I graduated as a building sculptor in Budapest, then I graduated as a Cultural Anthropologist at BTK in Miskolc. During my college years, I bathed with the Ars Topia Foundation several times. That’s when I first heard about biodynamic farming. I put it in my bag and continued my journey around the world. Life has brought me to the idea of biodynamics in 2010 and I applied for a two-year biodynamic apprenticeship in England in two different Camphill communities.

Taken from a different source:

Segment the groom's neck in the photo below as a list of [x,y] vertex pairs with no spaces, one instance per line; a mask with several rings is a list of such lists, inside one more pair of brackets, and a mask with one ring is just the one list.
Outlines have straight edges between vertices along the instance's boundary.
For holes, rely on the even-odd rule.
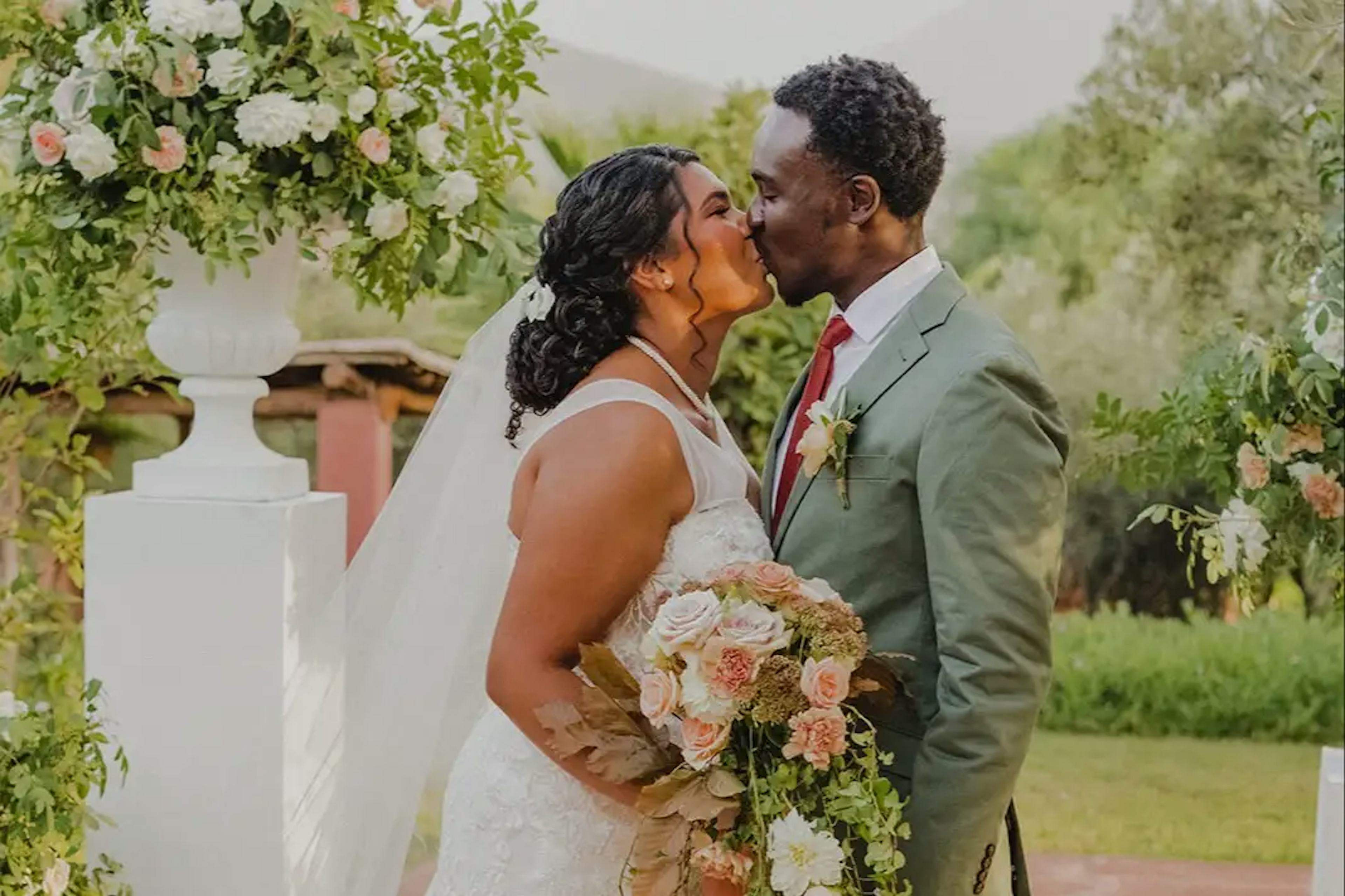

It is in this environment that I have experienced for the first time in my life that our fellow human beings with intellectual disabilities are not hidden under their arms, but live by nature in a protected, developmental environment where the world can be and is about themselves. I have become richer from this world, I have learned a lot. With the production of biodynamic vegetables and spices, which became my profession, I volunteered in different farms in my warehouse, I took part in starting projects, I ran a garden, I was looking for a community where I could live / work with like-minded individuals. It seemed in vain.
While on a course, I came across the goal, plans, and association of the Three Pigeons Association and felt that in this not-easy mission, I had found something of what I had been looking for for so long.
Creating a biodynamic vegetable and fruit garden is my task in which we can work together with our disabled fellow human beings.